For the first time in quite some time, the country’s productive sectors are clearly leading the growth story. Agriculture expanded by 6.8 per cent, manufacturing by 5.3 per cent, mining and quarrying by 4.7 per cent, and electricity by 4.3 per cent. These are not simply sectors posting higher growth rates; they generate real value added, strengthen exports, improve productivity and enhance the economy’s resilience against external shocks.

An important economic insight emerges from these figures: the fastest-growing sector is not necessarily the one with the greatest impact on the economy. Although agriculture recorded the highest growth rate, manufacturing made the largest contribution to overall economic growth, adding 0.86 percentage points out of the total 2.9 per cent growth. This represents nearly one-third of total economic growth, reflecting manufacturing’s substantial weight in the economy, where it accounts for 16.6 per cent of Jordan’s GDP. This finding highlights a fundamental economic principle: a sector’s size within the economy is just as important as its growth rate.

These figures also send an important message to policymakers. Investment in productive sectors generates strong multiplier effects throughout the economy. Growth in manufacturing stimulates not only industrial output but also transportation, logistics, trade, employment, exports and, ultimately, government revenues. This is the essence of the economic multiplier effect.

Furthermore, the data show that all economic sectors recorded positive growth during the first quarter. This is a healthy sign of a more balanced economic expansion rather than growth driven by a single sector. Such diversification enhances the economy’s resilience and reduces its vulnerability to regional and global uncertainties.

Nevertheless, Jordan continues to face a major challenge: transforming economic growth into inclusive growth that is felt by citizens. A growth rate of 2.9 per cent remains below the level required to generate sufficient employment opportunities and absorb new entrants into the labour market. Sustaining this upward trajectory therefore requires policies that encourage private investment, raise productivity, enhance export competitiveness and promote industrial innovation.

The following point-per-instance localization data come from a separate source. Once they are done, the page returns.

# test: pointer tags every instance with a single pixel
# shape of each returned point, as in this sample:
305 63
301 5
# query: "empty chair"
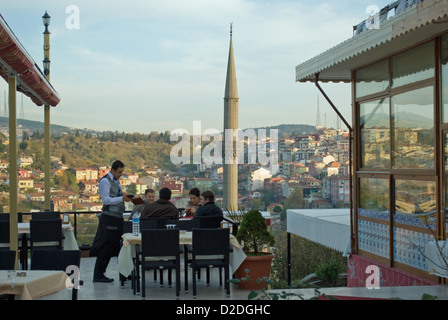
210 221
5 240
151 224
210 248
58 260
46 215
7 259
186 225
160 251
46 233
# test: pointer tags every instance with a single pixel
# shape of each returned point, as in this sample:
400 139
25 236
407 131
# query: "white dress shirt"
104 187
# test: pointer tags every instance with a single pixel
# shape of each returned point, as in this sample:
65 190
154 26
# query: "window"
374 198
413 65
413 124
375 134
444 71
372 79
414 199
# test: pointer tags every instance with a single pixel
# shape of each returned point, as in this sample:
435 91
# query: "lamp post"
46 63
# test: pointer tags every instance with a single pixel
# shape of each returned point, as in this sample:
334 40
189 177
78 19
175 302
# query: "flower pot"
259 267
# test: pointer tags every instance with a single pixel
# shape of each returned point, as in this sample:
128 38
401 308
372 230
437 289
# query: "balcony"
116 291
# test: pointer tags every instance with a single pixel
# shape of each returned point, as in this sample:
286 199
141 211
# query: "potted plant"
253 235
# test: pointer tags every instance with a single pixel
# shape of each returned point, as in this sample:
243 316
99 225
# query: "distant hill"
34 126
57 130
290 129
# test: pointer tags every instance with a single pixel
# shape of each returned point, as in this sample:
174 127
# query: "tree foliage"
253 232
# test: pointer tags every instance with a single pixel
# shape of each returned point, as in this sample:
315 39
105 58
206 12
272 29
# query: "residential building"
85 174
399 73
258 177
201 183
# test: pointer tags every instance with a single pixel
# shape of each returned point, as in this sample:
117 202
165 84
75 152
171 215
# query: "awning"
329 227
15 60
418 23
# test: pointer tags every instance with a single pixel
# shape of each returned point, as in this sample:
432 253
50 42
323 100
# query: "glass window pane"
444 62
372 79
445 191
414 200
413 121
375 134
374 198
413 65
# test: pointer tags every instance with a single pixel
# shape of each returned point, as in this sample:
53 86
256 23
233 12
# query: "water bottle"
136 224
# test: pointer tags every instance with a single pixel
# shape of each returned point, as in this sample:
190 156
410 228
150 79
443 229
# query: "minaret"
230 173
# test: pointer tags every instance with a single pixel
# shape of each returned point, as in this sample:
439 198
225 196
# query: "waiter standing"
110 226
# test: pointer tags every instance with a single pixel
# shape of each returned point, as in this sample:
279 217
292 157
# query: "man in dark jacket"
208 208
162 207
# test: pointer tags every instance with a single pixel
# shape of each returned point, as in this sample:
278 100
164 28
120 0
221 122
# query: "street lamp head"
46 19
46 62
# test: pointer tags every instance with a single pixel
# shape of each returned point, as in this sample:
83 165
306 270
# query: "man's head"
149 195
165 194
117 169
207 196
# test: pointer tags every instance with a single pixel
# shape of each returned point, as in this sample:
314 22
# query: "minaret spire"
230 174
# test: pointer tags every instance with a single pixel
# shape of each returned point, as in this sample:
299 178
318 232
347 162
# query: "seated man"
208 208
162 207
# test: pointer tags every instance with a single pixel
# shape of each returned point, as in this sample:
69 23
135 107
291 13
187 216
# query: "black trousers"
106 243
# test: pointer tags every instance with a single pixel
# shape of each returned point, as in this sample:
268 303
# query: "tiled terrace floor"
114 290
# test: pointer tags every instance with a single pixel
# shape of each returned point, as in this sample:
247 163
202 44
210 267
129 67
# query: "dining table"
32 284
127 251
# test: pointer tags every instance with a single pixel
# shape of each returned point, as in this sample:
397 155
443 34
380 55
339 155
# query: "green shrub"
253 232
329 272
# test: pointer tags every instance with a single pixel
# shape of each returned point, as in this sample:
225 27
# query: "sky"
158 65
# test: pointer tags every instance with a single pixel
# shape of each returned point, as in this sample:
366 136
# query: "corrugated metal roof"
416 24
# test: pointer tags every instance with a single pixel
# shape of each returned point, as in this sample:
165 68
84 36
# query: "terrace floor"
114 290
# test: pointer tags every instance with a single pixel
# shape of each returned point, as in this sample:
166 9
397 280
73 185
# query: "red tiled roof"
30 79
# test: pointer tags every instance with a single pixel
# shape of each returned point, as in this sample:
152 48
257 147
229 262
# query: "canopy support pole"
13 183
350 169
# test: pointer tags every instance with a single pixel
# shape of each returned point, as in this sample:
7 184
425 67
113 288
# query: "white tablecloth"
127 252
69 243
34 285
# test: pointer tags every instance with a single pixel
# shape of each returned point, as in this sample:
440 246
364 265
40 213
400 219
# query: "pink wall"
389 277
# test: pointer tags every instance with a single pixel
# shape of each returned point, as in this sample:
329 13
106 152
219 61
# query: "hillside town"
317 163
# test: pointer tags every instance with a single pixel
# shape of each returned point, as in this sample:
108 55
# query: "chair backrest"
7 259
46 215
54 259
4 233
46 233
127 226
160 242
210 221
160 221
187 225
211 241
150 224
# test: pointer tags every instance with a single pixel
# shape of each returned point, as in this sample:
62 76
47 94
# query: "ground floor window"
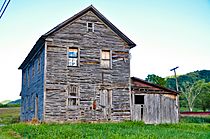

From another perspective, the data reveal the continued prominence of certain non-productive sectors. Real estate activities, for example, account for 13.1 per cent of GDP but contributed only 0.11 percentage points to overall growth. This underscores the need to redirect investment towards sectors with higher value added and stronger employment-generating capacity.

What occurred during the first quarter of 2026 is therefore more than a modest increase in the growth rate. It may represent the early stages of a structural transformation in the Jordanian economy towards a model driven more by production, manufacturing and agriculture, rather than excessive reliance on consumption and service-based activities. If this momentum is sustained through sound economic reforms and strategic investments, Jordan could gradually move from economic recovery towards sustainable long-term growth.

Economies should not be judged solely by the strength of their numbers, but by the quality of the growth they achieve and their ability to transform every percentage point of growth into new jobs, productive investment, higher incomes and a more resilient economy. That is the real challenge that should define Jordan’s economic agenda in the years ahead.